Nous allons aujourd’hui nous intéresser à un sujet quelque peu négligé par les médias : le confinement lié à l’épidémie de COVID-19. Bien que cela ne soit pas frappant de prime abord, cet épisode pourrait avoir un impact sur notre manière de travailler, sur les tâches du quotidien telles que les courses, sur notre manière d’occuper notre temps libre ou encore sur l’éducation de ces putains de mioches qui repeignent votre ordinateur à la gouache pendant que vous êtes en visioconférence. Avec le déconfinement en ligne de mire, entre espoir et résignation, nous sommes partis en immersion dans le quotidien d’un confiné.

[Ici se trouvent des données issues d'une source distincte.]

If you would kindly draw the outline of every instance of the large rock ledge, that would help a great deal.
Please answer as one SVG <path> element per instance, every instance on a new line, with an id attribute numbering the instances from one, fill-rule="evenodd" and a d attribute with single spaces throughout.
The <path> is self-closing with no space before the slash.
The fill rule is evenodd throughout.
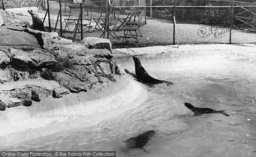
<path id="1" fill-rule="evenodd" d="M 74 43 L 56 32 L 18 25 L 0 27 L 0 111 L 115 81 L 109 40 L 87 37 Z M 52 86 L 46 88 L 47 83 Z"/>
<path id="2" fill-rule="evenodd" d="M 87 92 L 70 93 L 59 99 L 48 97 L 29 107 L 14 107 L 2 112 L 0 114 L 0 119 L 3 120 L 0 121 L 1 149 L 5 150 L 3 146 L 25 140 L 96 125 L 138 106 L 147 99 L 145 87 L 129 77 L 116 76 L 115 78 L 116 82 L 93 86 Z M 76 114 L 83 116 L 70 118 L 58 117 Z M 57 115 L 57 117 L 35 117 L 40 115 Z"/>

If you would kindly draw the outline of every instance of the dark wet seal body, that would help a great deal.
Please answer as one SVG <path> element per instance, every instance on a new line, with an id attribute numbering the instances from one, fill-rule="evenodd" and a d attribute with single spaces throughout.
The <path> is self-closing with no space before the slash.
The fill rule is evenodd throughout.
<path id="1" fill-rule="evenodd" d="M 158 80 L 150 76 L 145 69 L 141 65 L 140 61 L 137 57 L 132 58 L 135 65 L 135 73 L 137 79 L 140 81 L 146 84 L 158 84 L 162 83 L 166 83 L 169 84 L 173 84 L 172 83 L 166 81 Z"/>
<path id="2" fill-rule="evenodd" d="M 200 108 L 196 107 L 192 105 L 191 104 L 187 103 L 185 103 L 185 106 L 188 108 L 194 113 L 195 115 L 200 115 L 203 114 L 210 114 L 214 113 L 221 113 L 226 116 L 229 116 L 230 115 L 224 112 L 225 110 L 221 111 L 216 111 L 209 108 Z"/>
<path id="3" fill-rule="evenodd" d="M 35 30 L 45 31 L 44 25 L 42 19 L 41 19 L 41 18 L 38 15 L 34 13 L 32 10 L 28 10 L 28 12 L 32 17 L 32 24 L 30 26 L 30 28 Z"/>
<path id="4" fill-rule="evenodd" d="M 130 138 L 124 142 L 126 143 L 128 148 L 143 149 L 148 140 L 155 134 L 156 133 L 154 130 L 148 131 L 136 137 Z"/>

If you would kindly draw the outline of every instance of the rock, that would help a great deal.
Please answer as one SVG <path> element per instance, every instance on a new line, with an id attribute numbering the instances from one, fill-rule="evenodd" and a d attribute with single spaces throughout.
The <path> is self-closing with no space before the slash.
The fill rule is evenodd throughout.
<path id="1" fill-rule="evenodd" d="M 108 79 L 103 76 L 99 76 L 99 82 L 100 83 L 108 82 Z"/>
<path id="2" fill-rule="evenodd" d="M 11 62 L 23 67 L 38 67 L 53 65 L 57 64 L 52 53 L 41 50 L 26 52 L 12 48 L 9 49 L 12 55 Z"/>
<path id="3" fill-rule="evenodd" d="M 46 32 L 30 28 L 24 31 L 35 36 L 42 48 L 46 49 L 58 50 L 61 38 L 57 32 Z"/>
<path id="4" fill-rule="evenodd" d="M 0 69 L 0 83 L 6 82 L 10 82 L 13 81 L 11 72 L 7 68 L 4 70 Z"/>
<path id="5" fill-rule="evenodd" d="M 112 53 L 112 45 L 109 39 L 95 37 L 87 37 L 83 39 L 84 44 L 89 49 L 107 49 Z"/>
<path id="6" fill-rule="evenodd" d="M 31 93 L 22 90 L 0 91 L 0 108 L 4 110 L 6 107 L 30 106 L 32 104 Z"/>
<path id="7" fill-rule="evenodd" d="M 52 95 L 52 92 L 40 87 L 27 85 L 27 87 L 28 90 L 31 92 L 31 98 L 34 101 L 40 101 L 41 100 Z"/>
<path id="8" fill-rule="evenodd" d="M 99 78 L 92 74 L 89 73 L 87 74 L 87 75 L 85 76 L 85 77 L 87 78 L 87 80 L 93 84 L 94 84 L 96 83 L 99 82 Z"/>
<path id="9" fill-rule="evenodd" d="M 53 89 L 52 96 L 53 98 L 59 98 L 70 93 L 69 90 L 63 87 L 58 87 Z"/>
<path id="10" fill-rule="evenodd" d="M 23 31 L 26 29 L 25 28 L 23 28 L 20 26 L 16 26 L 14 25 L 8 25 L 3 26 L 3 28 L 7 28 L 13 31 Z"/>
<path id="11" fill-rule="evenodd" d="M 87 65 L 92 64 L 92 62 L 88 57 L 84 56 L 75 56 L 72 58 L 72 60 L 80 65 Z"/>
<path id="12" fill-rule="evenodd" d="M 101 62 L 98 65 L 99 66 L 100 69 L 102 71 L 103 73 L 109 74 L 112 73 L 109 64 Z"/>
<path id="13" fill-rule="evenodd" d="M 2 17 L 2 16 L 1 16 L 1 13 L 0 13 L 0 27 L 3 25 L 4 24 L 3 20 L 3 17 Z"/>
<path id="14" fill-rule="evenodd" d="M 28 21 L 21 21 L 19 23 L 18 26 L 24 28 L 27 28 L 29 26 L 29 22 Z"/>
<path id="15" fill-rule="evenodd" d="M 79 78 L 63 72 L 52 73 L 55 80 L 59 82 L 61 85 L 67 88 L 71 92 L 86 92 L 88 90 L 90 85 L 88 82 L 81 81 Z"/>
<path id="16" fill-rule="evenodd" d="M 0 50 L 0 67 L 7 65 L 10 63 L 10 58 L 6 53 Z"/>
<path id="17" fill-rule="evenodd" d="M 41 48 L 37 39 L 33 35 L 26 32 L 11 30 L 0 27 L 0 43 L 1 45 L 26 45 Z"/>
<path id="18" fill-rule="evenodd" d="M 8 67 L 8 70 L 11 73 L 11 75 L 14 81 L 24 80 L 30 78 L 30 70 L 29 68 L 17 67 L 15 69 Z"/>
<path id="19" fill-rule="evenodd" d="M 119 65 L 117 65 L 115 66 L 115 73 L 117 75 L 125 75 L 125 72 L 123 68 L 122 68 Z"/>
<path id="20" fill-rule="evenodd" d="M 7 104 L 0 100 L 0 111 L 4 111 L 6 108 Z"/>

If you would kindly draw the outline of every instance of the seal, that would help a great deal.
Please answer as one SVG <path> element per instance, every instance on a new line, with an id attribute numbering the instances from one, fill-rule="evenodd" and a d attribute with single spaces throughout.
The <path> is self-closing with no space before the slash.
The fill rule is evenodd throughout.
<path id="1" fill-rule="evenodd" d="M 230 115 L 224 112 L 224 111 L 225 111 L 225 109 L 221 111 L 216 111 L 215 109 L 210 109 L 209 108 L 196 107 L 189 103 L 185 103 L 184 104 L 185 106 L 189 108 L 189 109 L 194 112 L 195 115 L 201 115 L 204 113 L 209 114 L 219 113 L 223 114 L 226 116 L 230 116 Z"/>
<path id="2" fill-rule="evenodd" d="M 124 142 L 126 143 L 128 148 L 143 149 L 143 147 L 148 140 L 155 134 L 156 133 L 154 130 L 149 130 L 136 137 L 130 138 Z"/>
<path id="3" fill-rule="evenodd" d="M 171 82 L 164 80 L 160 80 L 150 76 L 142 65 L 141 65 L 140 59 L 134 56 L 132 58 L 134 59 L 135 65 L 135 73 L 136 74 L 137 79 L 139 81 L 143 83 L 151 84 L 158 84 L 164 82 L 170 84 L 173 84 Z"/>
<path id="4" fill-rule="evenodd" d="M 35 30 L 45 31 L 44 25 L 42 21 L 42 19 L 38 15 L 33 12 L 32 10 L 28 10 L 28 12 L 31 15 L 32 17 L 32 24 L 30 26 L 30 28 Z"/>

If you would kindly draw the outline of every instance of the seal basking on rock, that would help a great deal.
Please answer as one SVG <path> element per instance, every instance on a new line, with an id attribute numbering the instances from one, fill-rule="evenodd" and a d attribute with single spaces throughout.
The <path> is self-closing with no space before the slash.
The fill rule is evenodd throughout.
<path id="1" fill-rule="evenodd" d="M 209 108 L 199 108 L 196 107 L 189 103 L 185 103 L 185 106 L 188 108 L 194 113 L 195 115 L 201 115 L 204 113 L 209 114 L 214 113 L 219 113 L 223 114 L 226 116 L 229 116 L 230 115 L 224 112 L 225 110 L 221 111 L 216 111 Z"/>
<path id="2" fill-rule="evenodd" d="M 142 65 L 141 65 L 140 59 L 134 56 L 132 58 L 134 61 L 134 64 L 135 65 L 135 73 L 136 74 L 136 76 L 139 81 L 147 84 L 157 84 L 164 82 L 168 83 L 169 84 L 173 84 L 171 82 L 158 80 L 150 76 Z"/>
<path id="3" fill-rule="evenodd" d="M 155 134 L 154 130 L 148 131 L 136 137 L 130 138 L 124 142 L 126 143 L 128 148 L 143 149 L 150 138 Z"/>
<path id="4" fill-rule="evenodd" d="M 38 15 L 33 12 L 32 10 L 28 10 L 28 12 L 32 17 L 32 24 L 30 26 L 30 28 L 35 30 L 45 31 L 44 25 L 42 21 L 42 19 L 39 17 Z"/>

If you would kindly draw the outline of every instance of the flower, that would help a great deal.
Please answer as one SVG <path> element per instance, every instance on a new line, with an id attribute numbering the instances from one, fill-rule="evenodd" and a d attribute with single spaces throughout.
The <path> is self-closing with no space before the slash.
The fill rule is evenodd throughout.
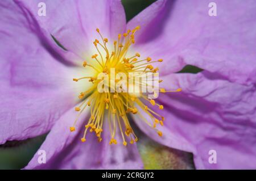
<path id="1" fill-rule="evenodd" d="M 118 0 L 43 1 L 46 16 L 38 14 L 41 1 L 0 2 L 0 144 L 51 130 L 40 148 L 47 154 L 47 163 L 39 164 L 35 155 L 26 169 L 143 168 L 136 144 L 109 145 L 109 140 L 115 141 L 107 129 L 98 137 L 102 138 L 100 144 L 92 134 L 86 135 L 86 143 L 81 142 L 85 141 L 80 140 L 85 121 L 72 127 L 75 132 L 69 131 L 77 116 L 75 107 L 80 109 L 77 94 L 91 87 L 92 82 L 72 78 L 76 82 L 79 74 L 83 77 L 84 66 L 90 65 L 84 61 L 94 54 L 92 43 L 98 45 L 95 30 L 104 32 L 102 40 L 108 43 L 138 25 L 135 52 L 151 60 L 163 58 L 155 66 L 163 83 L 168 83 L 162 89 L 171 86 L 183 91 L 160 94 L 157 99 L 164 109 L 154 107 L 152 111 L 165 117 L 164 126 L 158 126 L 159 135 L 131 114 L 135 123 L 159 143 L 193 153 L 197 169 L 255 168 L 251 162 L 256 151 L 254 1 L 215 1 L 217 16 L 210 16 L 210 1 L 159 0 L 127 24 Z M 174 73 L 186 65 L 204 71 Z M 95 81 L 92 78 L 90 82 Z M 132 111 L 150 120 L 141 108 L 137 109 Z M 80 120 L 91 116 L 85 112 Z M 109 126 L 107 120 L 101 123 L 103 129 Z M 208 162 L 210 150 L 216 151 L 216 164 Z"/>

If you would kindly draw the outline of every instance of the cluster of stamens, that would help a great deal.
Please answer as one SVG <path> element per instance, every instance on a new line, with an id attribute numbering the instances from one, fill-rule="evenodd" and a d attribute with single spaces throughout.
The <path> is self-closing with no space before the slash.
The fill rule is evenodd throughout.
<path id="1" fill-rule="evenodd" d="M 98 141 L 101 142 L 102 140 L 101 135 L 104 131 L 102 125 L 105 120 L 109 122 L 111 134 L 109 144 L 117 143 L 115 136 L 118 131 L 121 133 L 123 145 L 127 145 L 127 140 L 131 144 L 137 141 L 138 138 L 132 129 L 127 117 L 129 113 L 138 115 L 142 121 L 155 130 L 159 136 L 162 136 L 163 134 L 157 129 L 157 125 L 159 124 L 163 126 L 164 117 L 154 111 L 144 103 L 148 102 L 151 106 L 156 106 L 159 110 L 163 109 L 163 105 L 158 104 L 152 99 L 148 98 L 143 92 L 139 92 L 139 95 L 135 95 L 125 92 L 118 92 L 116 91 L 114 92 L 101 93 L 97 90 L 98 84 L 102 81 L 101 79 L 97 79 L 97 75 L 101 73 L 109 74 L 111 68 L 115 68 L 117 73 L 122 71 L 128 75 L 131 72 L 135 73 L 135 76 L 141 75 L 148 72 L 156 73 L 159 71 L 159 68 L 154 68 L 152 64 L 162 62 L 162 59 L 152 61 L 151 58 L 148 57 L 139 60 L 141 55 L 138 53 L 136 53 L 130 57 L 126 56 L 129 47 L 135 43 L 134 35 L 139 30 L 139 26 L 138 26 L 132 31 L 128 30 L 122 35 L 119 34 L 118 41 L 113 42 L 114 49 L 110 53 L 107 48 L 108 39 L 102 36 L 99 29 L 96 29 L 102 40 L 102 43 L 97 39 L 93 42 L 98 54 L 92 55 L 92 58 L 97 62 L 97 65 L 95 65 L 95 64 L 89 64 L 86 61 L 82 62 L 82 66 L 85 69 L 92 69 L 95 74 L 92 77 L 73 79 L 76 82 L 88 79 L 92 83 L 88 90 L 81 92 L 79 95 L 79 98 L 81 100 L 81 103 L 75 108 L 75 111 L 79 112 L 79 113 L 73 126 L 70 128 L 71 132 L 75 131 L 76 124 L 81 113 L 86 107 L 90 107 L 90 117 L 86 121 L 84 136 L 81 138 L 82 142 L 86 141 L 86 135 L 88 132 L 94 132 Z M 101 52 L 102 50 L 103 52 Z M 115 79 L 115 82 L 117 83 L 119 81 Z M 158 80 L 158 83 L 162 81 Z M 142 84 L 147 86 L 146 82 Z M 163 88 L 157 90 L 162 93 L 177 92 L 181 90 L 181 89 L 179 89 L 174 91 L 167 91 Z M 151 120 L 147 120 L 139 112 L 138 107 L 150 117 Z"/>

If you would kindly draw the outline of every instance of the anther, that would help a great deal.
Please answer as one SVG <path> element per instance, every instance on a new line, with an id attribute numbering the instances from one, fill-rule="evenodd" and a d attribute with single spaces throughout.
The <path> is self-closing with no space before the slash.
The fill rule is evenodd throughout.
<path id="1" fill-rule="evenodd" d="M 84 61 L 84 62 L 82 63 L 82 66 L 84 67 L 85 67 L 86 66 L 86 65 L 87 65 L 87 62 L 85 61 Z"/>
<path id="2" fill-rule="evenodd" d="M 159 110 L 163 110 L 163 105 L 160 105 L 159 108 Z"/>
<path id="3" fill-rule="evenodd" d="M 75 110 L 76 111 L 80 111 L 80 108 L 79 107 L 76 107 L 75 108 Z"/>

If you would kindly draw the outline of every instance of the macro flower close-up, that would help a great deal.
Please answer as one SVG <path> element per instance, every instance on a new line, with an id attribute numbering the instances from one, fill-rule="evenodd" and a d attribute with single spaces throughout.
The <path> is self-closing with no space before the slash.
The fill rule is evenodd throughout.
<path id="1" fill-rule="evenodd" d="M 1 169 L 256 169 L 255 1 L 0 10 Z"/>

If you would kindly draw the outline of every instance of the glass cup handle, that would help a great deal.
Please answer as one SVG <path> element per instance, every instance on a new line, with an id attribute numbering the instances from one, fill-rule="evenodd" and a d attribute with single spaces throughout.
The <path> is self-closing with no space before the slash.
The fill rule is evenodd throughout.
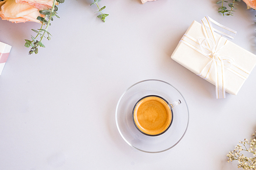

* Regard caméra, mèche au vent *

The final lockdown

Pendant que certains se gargarisent d’utopies sur le monde d’après, le monde d’aujourd’hui cherche par tous les moyens à consommer en version confinée. Les courses, rituel déjà si pénible jadis expédié après le turbin à la vitesse d’un coït chiraquien, se transforment aujourd’hui en une véritable quête du graal, quitte à en venir aux mains pour s’emparer du dernier paquet de Palmito. 

Alors que les grandes enseignes se frottent les mains (gantées), les clients piétinent. Précisément pendant 1h30, plantés sur des croix dessinées au gaffer à même le sol, avant de pouvoir parcourir les rayons dévalisés de leur échoppe favorite. L’ambiance y est devenue électrique : le baromètre affiche 9/10 sur l’échelle de Claude François. Seuls témoins de la vie d’avant, les hauts parleurs qui crachent toujours la soupe de Chérie FM. Pour le reste, le moindre éternuement pourrait provoquer un mouvement de panique dramatique. C’est ainsi que nous saluons la mémoire de Jacky, héros du quotidien, assommé par une pile de conserves de bisque de homard en promotion alors qu’il faisait ses courses. Il a écopé de 2 jours d’ITT.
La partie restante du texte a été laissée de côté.